No final de um concerto arrepiante d’A Garota Não no Teatro Joaquim Benite, em Almada, um amigo explicava com convicção militar o maravilhamento: “para mim, isto é a definição de esquerda”. Como a nossa amizade é um eterno debate de opiniōes, em que vence sempre o afecto, respondi-lhe: “para mim, é a definição de honestidade”. Porque apesar da convicção de esquerda aguerrida, como José Afonso, José Mário Branco ou Sérgio Godinho, os ideais servem uma grandeza musical e humana que fazem de discursos como o dos Globos de Ouro um rio com princípios sem fim. Das cançōes de A Garota Não vê-se o peito de Cátia Mazari Oliveira, e isso é maior que partidos e ideologias.
Para quem a segue, e a outras figuras inteligentes e lúcidas, das artes ao jornalismo e à política, o poema-Kombucha de domingo é tão natural como a sede de abrir a torneira e deixar sair as palavras de um jorro, mas foi o bastante para provocar um abril em outubro. O ritual do habitual foi quebrado e os Globos de Ouro furaram a irrelevância dos prémios do meio artístico português. O inesperado discurso de uma improvável vencedora foi lido num canal concorrente do Big Brother ao domingo à noite, pertencente a um grupo de comunicação cada vez mais ultra nas opçōes de direita. Que mulher é essa? É a escritora de cançōes que faltava a uma esquerda descrente e orfã de novas referências desde as perdas de José Afonso, em 87, e de José Mário Branco, em 2019, cativa do elixir da eterna juventude de Sérgio Godinho. Esta música era precisa e muita gente precisava desta música.
A Garota Não escolheu as palavras e tom certos mas a notícia é o onde: num espaço mediático habitualmente vedado à franqueza das leituras e à crueza dos factos. Em cerimónias como a dos Globos de Ouro, as feridas são disfarçadas com base para tudo parecer belo e aparente mas, como fez de questão de nos reavivar “vivemos no tempo das flores de plástico”. Bonitas por fora, artificiais no toque, estéreis na reprodução.
O efeito-dominó foi imediato. De domingo para segunda, tinha-se amplificado pelas redes sociais, e escalado pelas rádios, jornais, sites e noticiários. O ponto quente dos Globos de Ouro não foi o vestido de uma influenciadora, a queda de um apresentador, ou o anúncio da gravidez de uma boneca. Foi o rasgo de lucidez de uma escritora independente de cançōes, que na semana anterior havia estreado um “vídeo” sobre os 422 milhōes de lucro anual da GALP. A mesma que há alguns meses fora ostracizada no teatro de marionetas dos Play e, em reacção, escreveu um manifesto por si e por quem está fora do jogo.
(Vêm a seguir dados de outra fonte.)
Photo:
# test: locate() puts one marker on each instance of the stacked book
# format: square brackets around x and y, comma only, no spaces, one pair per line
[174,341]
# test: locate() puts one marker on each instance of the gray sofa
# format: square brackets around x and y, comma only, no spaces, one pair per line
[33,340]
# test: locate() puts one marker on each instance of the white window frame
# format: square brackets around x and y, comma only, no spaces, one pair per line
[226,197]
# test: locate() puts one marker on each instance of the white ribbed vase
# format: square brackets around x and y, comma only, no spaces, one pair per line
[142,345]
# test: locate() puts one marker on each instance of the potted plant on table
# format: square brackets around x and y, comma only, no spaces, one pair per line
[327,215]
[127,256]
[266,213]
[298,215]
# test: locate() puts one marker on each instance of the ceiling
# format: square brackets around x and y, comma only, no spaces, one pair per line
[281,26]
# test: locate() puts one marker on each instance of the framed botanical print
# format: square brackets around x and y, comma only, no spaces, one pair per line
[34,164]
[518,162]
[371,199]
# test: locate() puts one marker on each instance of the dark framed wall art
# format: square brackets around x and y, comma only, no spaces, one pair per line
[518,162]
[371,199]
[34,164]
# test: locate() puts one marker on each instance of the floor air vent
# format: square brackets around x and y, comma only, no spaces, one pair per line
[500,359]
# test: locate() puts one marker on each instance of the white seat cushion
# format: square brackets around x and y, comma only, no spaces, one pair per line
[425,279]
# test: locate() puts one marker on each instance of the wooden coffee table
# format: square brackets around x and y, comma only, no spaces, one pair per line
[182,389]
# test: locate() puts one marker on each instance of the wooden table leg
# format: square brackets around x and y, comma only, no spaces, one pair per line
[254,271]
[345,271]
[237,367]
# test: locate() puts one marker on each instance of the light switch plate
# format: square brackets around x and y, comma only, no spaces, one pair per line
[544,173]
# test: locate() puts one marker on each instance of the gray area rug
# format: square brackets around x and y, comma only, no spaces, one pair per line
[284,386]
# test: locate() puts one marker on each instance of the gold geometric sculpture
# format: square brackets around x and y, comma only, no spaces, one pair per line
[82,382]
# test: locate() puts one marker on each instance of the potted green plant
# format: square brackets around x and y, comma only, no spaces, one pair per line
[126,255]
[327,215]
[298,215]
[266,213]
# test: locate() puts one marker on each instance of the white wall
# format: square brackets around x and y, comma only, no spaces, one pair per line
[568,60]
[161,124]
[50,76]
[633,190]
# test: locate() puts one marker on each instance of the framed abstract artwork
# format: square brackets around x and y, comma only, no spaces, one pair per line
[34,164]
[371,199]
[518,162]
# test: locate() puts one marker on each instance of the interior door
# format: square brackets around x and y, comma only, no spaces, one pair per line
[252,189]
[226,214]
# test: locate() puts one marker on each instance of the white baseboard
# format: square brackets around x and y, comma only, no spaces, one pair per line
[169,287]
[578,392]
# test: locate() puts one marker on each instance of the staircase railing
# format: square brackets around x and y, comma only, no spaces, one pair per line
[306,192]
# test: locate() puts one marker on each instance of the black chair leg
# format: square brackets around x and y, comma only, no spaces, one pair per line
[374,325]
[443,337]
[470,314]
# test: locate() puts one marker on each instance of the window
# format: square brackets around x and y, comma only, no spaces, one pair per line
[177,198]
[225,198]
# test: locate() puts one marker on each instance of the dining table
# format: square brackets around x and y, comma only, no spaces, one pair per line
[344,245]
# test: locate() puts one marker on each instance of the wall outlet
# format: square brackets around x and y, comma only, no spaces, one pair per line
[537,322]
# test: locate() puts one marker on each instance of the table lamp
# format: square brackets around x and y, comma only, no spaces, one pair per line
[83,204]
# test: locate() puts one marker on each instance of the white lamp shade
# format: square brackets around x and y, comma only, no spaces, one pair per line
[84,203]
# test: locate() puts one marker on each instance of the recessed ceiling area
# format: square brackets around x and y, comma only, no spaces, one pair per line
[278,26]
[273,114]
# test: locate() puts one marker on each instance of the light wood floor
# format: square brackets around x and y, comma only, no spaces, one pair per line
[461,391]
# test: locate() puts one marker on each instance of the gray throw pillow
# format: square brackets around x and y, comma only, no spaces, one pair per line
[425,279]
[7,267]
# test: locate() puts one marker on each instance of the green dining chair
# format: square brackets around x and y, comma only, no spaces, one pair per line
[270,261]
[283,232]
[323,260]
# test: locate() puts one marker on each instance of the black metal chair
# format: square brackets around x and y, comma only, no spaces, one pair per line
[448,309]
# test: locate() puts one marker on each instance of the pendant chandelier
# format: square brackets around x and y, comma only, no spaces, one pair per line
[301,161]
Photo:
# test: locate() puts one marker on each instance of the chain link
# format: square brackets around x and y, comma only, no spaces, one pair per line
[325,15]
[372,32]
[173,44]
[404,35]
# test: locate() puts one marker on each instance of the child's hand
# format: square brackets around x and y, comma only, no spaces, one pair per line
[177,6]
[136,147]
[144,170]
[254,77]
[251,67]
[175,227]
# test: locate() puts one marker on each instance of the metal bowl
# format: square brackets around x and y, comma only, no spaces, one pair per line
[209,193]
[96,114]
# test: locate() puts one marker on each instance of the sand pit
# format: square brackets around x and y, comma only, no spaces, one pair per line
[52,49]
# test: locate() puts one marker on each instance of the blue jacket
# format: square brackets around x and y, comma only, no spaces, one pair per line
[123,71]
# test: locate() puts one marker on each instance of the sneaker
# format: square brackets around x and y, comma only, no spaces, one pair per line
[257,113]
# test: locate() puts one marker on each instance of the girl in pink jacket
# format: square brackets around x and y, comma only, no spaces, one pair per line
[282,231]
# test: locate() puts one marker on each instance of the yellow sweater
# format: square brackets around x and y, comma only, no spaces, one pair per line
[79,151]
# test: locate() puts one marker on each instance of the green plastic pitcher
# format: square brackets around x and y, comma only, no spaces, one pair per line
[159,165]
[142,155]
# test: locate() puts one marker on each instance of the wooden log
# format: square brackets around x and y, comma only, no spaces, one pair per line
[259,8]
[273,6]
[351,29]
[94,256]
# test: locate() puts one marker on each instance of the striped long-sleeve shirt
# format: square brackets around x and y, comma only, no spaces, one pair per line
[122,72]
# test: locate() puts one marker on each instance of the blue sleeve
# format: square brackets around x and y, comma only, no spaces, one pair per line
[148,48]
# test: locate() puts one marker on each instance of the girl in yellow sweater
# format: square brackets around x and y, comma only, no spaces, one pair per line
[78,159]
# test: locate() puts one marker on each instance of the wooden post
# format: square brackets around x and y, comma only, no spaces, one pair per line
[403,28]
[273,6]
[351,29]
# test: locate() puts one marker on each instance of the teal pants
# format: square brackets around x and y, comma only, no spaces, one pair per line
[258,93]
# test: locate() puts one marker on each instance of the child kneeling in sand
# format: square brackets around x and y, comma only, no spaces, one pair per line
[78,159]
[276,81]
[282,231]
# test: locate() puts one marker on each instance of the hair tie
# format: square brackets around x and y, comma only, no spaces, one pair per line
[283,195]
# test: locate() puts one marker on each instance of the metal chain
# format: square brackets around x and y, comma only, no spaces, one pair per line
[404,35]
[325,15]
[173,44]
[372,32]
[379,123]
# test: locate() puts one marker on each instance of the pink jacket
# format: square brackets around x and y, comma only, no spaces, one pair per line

Só que na guerra das audiências, e antes de qualquer outra é essa a primeira trincheira da SIC, até o grito doce de uma sadina tão grande na sua falibilidade tem cabimento na contestação. Não é por acaso que dias antes, milhares de portugueses saíam de casa, a um sábado de manga curta, para se manifestar pelo direito à habitação, enquanto seis activistas portugueses, entre os 11 e os 24 anos, levaram 32 países europeus a tribunal por falharem nas respostas à catástrofe climática - um outro grupo não se esteve nas tintas e pintou o ministro de verde.
Podemos discutir a justeza dos actos destes últimos mas não os sintomas. A impotência perante a subida das taxas de juro (“saibamos agradecer aos bancos os juros que nos cobram na habitação”), ou perante a extrema poluição causada por cruzeiros e jactos privados, são só sinais de fadiga de um modelo gasto e inimigo das pessoas. Por inércia e impotência, ainda não se achou um melhor, mas tal como no discurso d’A Garota Não, ou como na iniciativa dos activistas, há uma réstia de esperança que nos faz querer e crer na mudança. E essa coisa é que é linda.